Fatalmente, per ogni speranza di rinnovamento politico radicale, Blair non è stato messo in discussione dalla sinistra. Almeno in Inghilterra (la Scozia è un caso un po' diverso), i liberal di sinistra che rifiutavano la rivoluzione liberista di Thatcher sono rimasti in silenzio mentre il Labour proseguiva sulla stessa strada - tagliando gli aiuti per i genitori single, aumentando le tasse universitarie, appoggiando gli affaristi del settore privato in progetti di istruzione e di salute pubblica. Ai poveri furono lasciate poche briciole, come i crediti fiscali o i sussidi per i centri per l'infanzia, a testimoniare la compassione di Brown. In nome della guerra al terrore, la sinistra Labour ha fatto approvare leggi da stato di polizia per trattenere i sospetti senza accuse o sottoporli agli arresti domiciliari. Solo 12 parlamentari laburisti hanno votato a favore di un'indagine sull'invasione.
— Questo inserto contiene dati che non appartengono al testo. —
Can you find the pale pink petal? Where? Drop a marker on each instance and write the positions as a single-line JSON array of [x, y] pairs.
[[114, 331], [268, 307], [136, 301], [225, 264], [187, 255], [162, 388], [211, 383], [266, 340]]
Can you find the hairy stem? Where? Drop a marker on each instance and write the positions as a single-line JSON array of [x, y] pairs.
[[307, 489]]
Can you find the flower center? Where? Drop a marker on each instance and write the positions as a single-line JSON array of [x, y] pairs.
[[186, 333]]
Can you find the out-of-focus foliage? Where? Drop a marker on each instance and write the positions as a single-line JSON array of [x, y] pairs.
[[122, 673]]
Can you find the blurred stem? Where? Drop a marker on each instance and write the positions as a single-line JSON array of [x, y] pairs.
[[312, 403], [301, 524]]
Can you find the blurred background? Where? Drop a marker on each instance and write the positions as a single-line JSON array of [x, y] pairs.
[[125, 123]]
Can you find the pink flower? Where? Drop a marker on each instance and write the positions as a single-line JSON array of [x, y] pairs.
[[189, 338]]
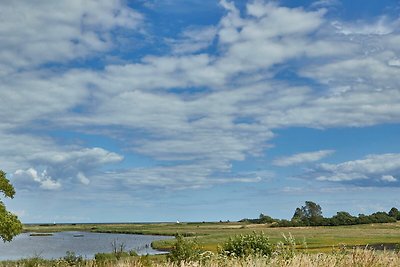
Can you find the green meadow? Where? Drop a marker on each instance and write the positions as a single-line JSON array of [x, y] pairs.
[[211, 235]]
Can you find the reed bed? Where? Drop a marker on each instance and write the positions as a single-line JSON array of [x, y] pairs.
[[353, 258]]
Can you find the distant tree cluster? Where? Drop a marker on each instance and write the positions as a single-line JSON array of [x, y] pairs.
[[311, 215]]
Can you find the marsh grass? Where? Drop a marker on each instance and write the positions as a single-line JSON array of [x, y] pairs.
[[339, 257]]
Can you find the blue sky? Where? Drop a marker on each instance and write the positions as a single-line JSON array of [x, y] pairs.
[[131, 111]]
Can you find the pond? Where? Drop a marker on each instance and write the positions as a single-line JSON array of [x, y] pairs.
[[85, 244]]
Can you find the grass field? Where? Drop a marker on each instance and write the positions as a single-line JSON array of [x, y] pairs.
[[209, 235]]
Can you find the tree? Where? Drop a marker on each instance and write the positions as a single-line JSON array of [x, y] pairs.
[[265, 219], [310, 214], [343, 218], [298, 217], [10, 225], [395, 213]]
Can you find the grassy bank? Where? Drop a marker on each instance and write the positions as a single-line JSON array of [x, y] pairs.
[[209, 235], [353, 258]]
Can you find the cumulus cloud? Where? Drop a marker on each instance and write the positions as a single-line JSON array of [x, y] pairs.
[[29, 177], [302, 158], [193, 40], [381, 167], [40, 32], [190, 105]]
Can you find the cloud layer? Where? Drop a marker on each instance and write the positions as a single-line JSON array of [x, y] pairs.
[[215, 96]]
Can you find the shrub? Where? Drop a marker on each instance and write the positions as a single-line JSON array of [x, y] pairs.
[[255, 244], [184, 250], [72, 259]]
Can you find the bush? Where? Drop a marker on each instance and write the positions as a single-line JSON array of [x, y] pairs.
[[184, 250], [245, 245], [72, 259]]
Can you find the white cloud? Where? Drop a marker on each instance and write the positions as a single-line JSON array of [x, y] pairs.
[[238, 105], [388, 178], [25, 178], [302, 158], [193, 40], [325, 3], [382, 167], [39, 32], [382, 26], [83, 179]]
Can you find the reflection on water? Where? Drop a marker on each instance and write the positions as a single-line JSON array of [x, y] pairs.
[[82, 243]]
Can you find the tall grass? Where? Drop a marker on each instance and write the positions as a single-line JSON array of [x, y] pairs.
[[354, 258]]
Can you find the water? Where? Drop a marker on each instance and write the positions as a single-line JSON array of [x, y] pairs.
[[82, 243]]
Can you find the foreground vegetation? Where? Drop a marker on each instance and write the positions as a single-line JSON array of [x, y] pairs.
[[210, 235], [281, 254]]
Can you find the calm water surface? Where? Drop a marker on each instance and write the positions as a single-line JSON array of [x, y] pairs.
[[82, 243]]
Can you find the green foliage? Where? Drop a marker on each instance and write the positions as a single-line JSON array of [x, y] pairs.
[[255, 244], [72, 259], [184, 250], [395, 213], [343, 218], [10, 225], [118, 252]]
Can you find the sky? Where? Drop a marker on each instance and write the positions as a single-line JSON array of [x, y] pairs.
[[198, 110]]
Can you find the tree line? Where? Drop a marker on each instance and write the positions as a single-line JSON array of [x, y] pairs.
[[311, 215]]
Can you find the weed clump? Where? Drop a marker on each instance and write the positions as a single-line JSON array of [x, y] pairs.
[[240, 246]]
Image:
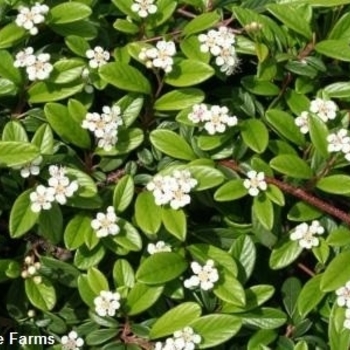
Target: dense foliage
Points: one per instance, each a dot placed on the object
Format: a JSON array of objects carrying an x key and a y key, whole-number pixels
[{"x": 175, "y": 174}]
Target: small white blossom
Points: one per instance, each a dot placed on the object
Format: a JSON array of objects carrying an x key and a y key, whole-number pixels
[
  {"x": 324, "y": 109},
  {"x": 204, "y": 276},
  {"x": 160, "y": 246},
  {"x": 160, "y": 56},
  {"x": 255, "y": 182},
  {"x": 27, "y": 18},
  {"x": 186, "y": 339},
  {"x": 305, "y": 234},
  {"x": 98, "y": 57},
  {"x": 107, "y": 303},
  {"x": 302, "y": 122},
  {"x": 343, "y": 295},
  {"x": 106, "y": 224},
  {"x": 144, "y": 7},
  {"x": 25, "y": 58},
  {"x": 339, "y": 142},
  {"x": 42, "y": 198},
  {"x": 71, "y": 341}
]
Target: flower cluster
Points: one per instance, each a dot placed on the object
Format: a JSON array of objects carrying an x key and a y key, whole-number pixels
[
  {"x": 185, "y": 339},
  {"x": 172, "y": 189},
  {"x": 323, "y": 109},
  {"x": 255, "y": 182},
  {"x": 144, "y": 7},
  {"x": 339, "y": 142},
  {"x": 160, "y": 56},
  {"x": 106, "y": 224},
  {"x": 60, "y": 188},
  {"x": 204, "y": 276},
  {"x": 220, "y": 43},
  {"x": 98, "y": 57},
  {"x": 27, "y": 18},
  {"x": 305, "y": 234},
  {"x": 107, "y": 303},
  {"x": 104, "y": 126},
  {"x": 38, "y": 67},
  {"x": 343, "y": 300},
  {"x": 71, "y": 341},
  {"x": 215, "y": 118},
  {"x": 159, "y": 247}
]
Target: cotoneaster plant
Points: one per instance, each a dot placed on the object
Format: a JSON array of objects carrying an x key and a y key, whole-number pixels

Leali a Blair, i sostenitori del Labour hanno appoggiato la guerra più dei Conservatori. L'enorme manifestazione contro la guerra che si è svolta a Londra nel febbraio 2003 si è risolta in niente, una volta iniziata l'invasione. Storicamente, questo è stato il maggior risultato per Blair: conciliare i critici «left-liberal» con l'ordine neoliberista e le sue guerre.

Nella stampa liberale, commentatori ed editorialisti hanno allegramente rimosso le prove della corruzione nel New Labour. Quando una donazione di un milione di sterline del presidente della Formula Uno produsse come risultato una speciale esenzione dal divieto di publicizzare il tabacco nelle gare automobilistiche, e un contributo di tre milioni di sterline al Millennium Dome del governo fu seguito dall'immediato rilascio del passaporto britannico al trafficante indiano di armi Srichand Hinduja, in fuga dal suo paese per accuse di corruzione, il columnist del Guardian Hogo Young scrisse: «Se la perfezione morale è lo standard, presto non ci saranno più leader».

Gli elogi a Blair hanno registrato un crescendo ad ogni nuova impresa militare. L'Economist lodò la sua «scioltezza emotiva» sull'Afghanistan, il Guardian elogiò «la sua abilità» nel presentare il falso dossier sulle armi di distruzione di massa irachene alla Camera dei Comuni». La piaggeria è andata a braccetto con l'accettazione di una nuova cultura di corruzione politica. Ben pochi hanno protestato quando Blair ha licenziato il presidente e il direttore generale della Bbc per avere mandato in onda un servizio che avanzava dubbi sull'esistenza delle armi di distruzione di massa irachene, o quando il direttore del Daily Mirror, contrario alla guerra, fu licenziato: era caduto in una trappola e aveva pubblicato fotografie taroccate di atrocità britanniche in Iraq, a quanto pare messe in scena con la connivenza delle forze armate.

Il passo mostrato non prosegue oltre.